The difficult task of comparing supervised models

I read often blogs or even academic articles that compare different machine learning for a specific tasks, ending up of a ranking based on lower MSE or maximum accuracy for example.

These comparisons are done by just applying the algorithm or, at best, using some cross validation.

My “problem” is that by my experience a given supervised model error/accuracy depends a lot from the training random initialisation, so the result of the “ranking” is a random variable as well, but I never saw
any hint on how reliable the ranking is.

I have several doubt/points that causes be troubles:

  • if we use the training set for the algorithm, the validation set for the hyperparameters (or even mixing them with k-fold cross-validation) and the test set for judging the best algorithm with the best hyperparameters, isn’t there a risk to overfit the test set?
  • you may say: get the variance of the algorithm from the cross-validation, but in reality the variance of the algorithm exists only conditional to a specific hyperparameter (e.g. the one for random forest will likely depend on the number of trees). Also, do cross-validation functions in commonly employed ML frameworks report the variance ?

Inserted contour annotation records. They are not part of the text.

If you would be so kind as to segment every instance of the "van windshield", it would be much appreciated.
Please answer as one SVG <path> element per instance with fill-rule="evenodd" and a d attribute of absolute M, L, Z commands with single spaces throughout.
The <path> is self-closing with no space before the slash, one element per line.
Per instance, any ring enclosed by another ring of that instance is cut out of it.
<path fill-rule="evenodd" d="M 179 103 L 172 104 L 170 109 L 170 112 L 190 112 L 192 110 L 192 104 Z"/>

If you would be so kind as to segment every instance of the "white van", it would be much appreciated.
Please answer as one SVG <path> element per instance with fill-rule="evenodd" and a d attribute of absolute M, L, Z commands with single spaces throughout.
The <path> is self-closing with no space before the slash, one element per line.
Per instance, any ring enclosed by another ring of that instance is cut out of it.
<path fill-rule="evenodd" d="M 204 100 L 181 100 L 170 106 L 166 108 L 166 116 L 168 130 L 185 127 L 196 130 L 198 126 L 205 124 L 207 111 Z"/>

So, at the end, how can I provide a potential reader/customer, a better informative report on the goodness of a certain algorithm, where I can write (1) how sure I am of my ranking and (2) which is the expected variance of the error deriving from my algorithm (perhaps the algorithm with the lowest expected error is unfortunately more variable)


I like your questions about overfitting, and maybe generalization in general, and think they are really valid.

Wouldn’t the approach normally be to tune the hyperparameters on the training set and report the scores on the validation set? If you don’t do the last step multiple times, then information doesn’t flow back, so you’re not overfitting (simply put).

Same reasoning as above. If you first fine-tune the model on the test set, then you can run k-fold cross-validation on the validation set without problems and report the variance for the cross-validation results.

But what if you want to update your model after you have used the validation set? I think that the only solution is to get more data. Then, you can use that to validate earlier modelling decisions.

1 Like

I’m curious to see how other here respond.

In my experience, the robust way to do this is to use many benchmark problems and use those to generate statistics of the performances across a range of relevant problems. It is also nice to have much much more data than you need and repeatedly subsample the data into the training/validation sets to generate statistics on a particular problem.

But assessing the reliability of supervised (especially online supervised models - digital twins, etc) is an open research topic. The automotive industry (as well as other service and transport industries) are working on this since this directly impacts their bottom line and brings up questions of liability.


I agree wholeheartedly with the point about having a “firewall” between your validation and testing data. Ideally the latter isn’t even seen until all models and hyperparams have been fully tuned on the validation set. Good public ML challenges do not expose a test set for this very reason. Academic or competition benchmarks do have the luxury of avoiding the “what if you want to update your model after you have used the validation set?” scenario @rikh describes, but computational resource availability can effect how much/what kind of cross-validation is performed. I’m not sure that’s strictly a bad thing, however, as it forces complex models like DNNs to be more resistant to hyperparam changes if they want to beat out a “cheaper” model given the same amount of compute time (assuming this is given and the experimental design is solid, which it often isn’t :smile:).